Кофейная церемония устраивалась обычно в первое после зарплаты воскресенье. Закрывшись на крючок, Николай Михайлович облачался в белый флотский китель (спасибо Стеше — сохранила), садился за столик, накрытый на кают-компанейский манер, даром что без вестовых, раскрывал новый номер «Морского сборника» или выпрошенный в редакционной библиотеке экземпляр американского военно-морского журнала «Proceeding», и, не спеша, смакуя каждый глоточек, попивал «горячий, крепкий и сладкий, как поцелуй мулатки», кофе. Потом, сменив белый китель на синий, он производил мдлую приборку и усаживался за главный труд жизни — тактическое пособие для командиров — «Ослепление подводных лодок». Несколько глав из будущей книги он прочитал в Военно-морской академии как лекции по новым методам противолодочной борьбы, и, хотя успех у слушателей был несомненный (в качестве гонорара Грессеру была выдана пара хромовых комсоставовских ботинок), тем не менее штатного места ему в академии не нашлось. И к счастью, потому что очень скоро «академиков» начали сажать. Кажется, именно тогда Николаю Михайловичу снова стали сниться кронштадтские сны: стук в дверь, расхристанные матросы на лестничной площадке, беспощадный прищур рябого минера — «ща мы тебя вылечим!» И тот бег, прыжки, метанья загнанного зверя — в любую дверь, потом — спасительный рывок в незапертое окно — на крышу сарая — чайкой, бег по льду Финского мимо фортов, бег в подворотнях на Малой Подьяческой, бег на лыжах под Медвежьей Горой…

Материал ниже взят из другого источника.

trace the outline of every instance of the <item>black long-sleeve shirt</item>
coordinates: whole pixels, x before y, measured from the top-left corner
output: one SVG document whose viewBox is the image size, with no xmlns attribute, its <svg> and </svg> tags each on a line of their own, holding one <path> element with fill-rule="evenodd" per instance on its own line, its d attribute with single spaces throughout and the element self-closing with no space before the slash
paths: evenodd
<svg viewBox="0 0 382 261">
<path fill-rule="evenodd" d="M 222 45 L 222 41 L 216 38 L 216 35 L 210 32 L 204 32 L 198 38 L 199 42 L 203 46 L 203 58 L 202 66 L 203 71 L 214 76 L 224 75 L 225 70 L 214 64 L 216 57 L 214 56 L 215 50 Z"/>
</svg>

Странное дело, ему никогда не снились минные катера японцев, шедшие один за другим на «Сторожевой», прикрывший своим бортом безходный линкор «Севастополь» в бухте Белого Волка. И тот страшный взрыв, разворотивший миноносцу бак вместе со всеми, кто вел огонь из бакового орудия. Ему никогда не снились германские эсминцы, мчавшиеся на таран всплывшей «Тигрицы». Но стук в дверь, услышанный однажды сквозь сон, заставлял его обливаться холодным потом.
Он с ледяным спокойствием пережил первый арест и «Кресты» в октябре семнадцатого. Не дрогнул и тогда, когда его увели из корректорской на Шпалерную в 27-м. Следователя-чекиста интересовало, где находился и чем занимался военмор Грессер с 17-го по 19-й годы, прежде чем попал, согласно справке, выданной строевым отделом Онежской флотилии, на Красный флот. Николай Михайлович заявил, что после смерти жены и гибели дочери, ушел из мира в монастырь, в Свято-Никольский скит к игу мну Феофилакту искать душевного утешения. И это было почти правдой, если не считать его службы на бронепоезде «Адмирал Непенин». Проверка «монастырской версии» заняла почти три месяца. Из Петрозаводского ГубЧека пришло информационное письмо, подтверждавшее наличие такого скита, возглавляемого игуменом Феофилактом, но после смерти последнего и закрытия скита, не представлялось возможным уточнить имена и фамилии всех его насельников. Эта полуопределейность и спасла Грессера от репрессий. Однако всему есть предел, и он твердо знал, что третьего ареста его сердце не выдержит
Мысль о том, чтобы уйти прежде чем, постучат или войдут в дверь без стука, отметалась им по двум соображениям: во-первых, под рукой не было нагана, а травиться, как затяжелевшая институтка, или вешаться, как проворовавшийся конторщик ему, офицеру императорского флота, никак не пристало, а во-вторых, на память в минуты мрачных размышлений всегда приходило поучение карельского старца о том, что Христос сам нес свой крест на Голгофу, негоже и нам сбегать от испытаний, сколь ужасны бы они ни были для духа и плоти. «Господь, самоубийцу не приветит».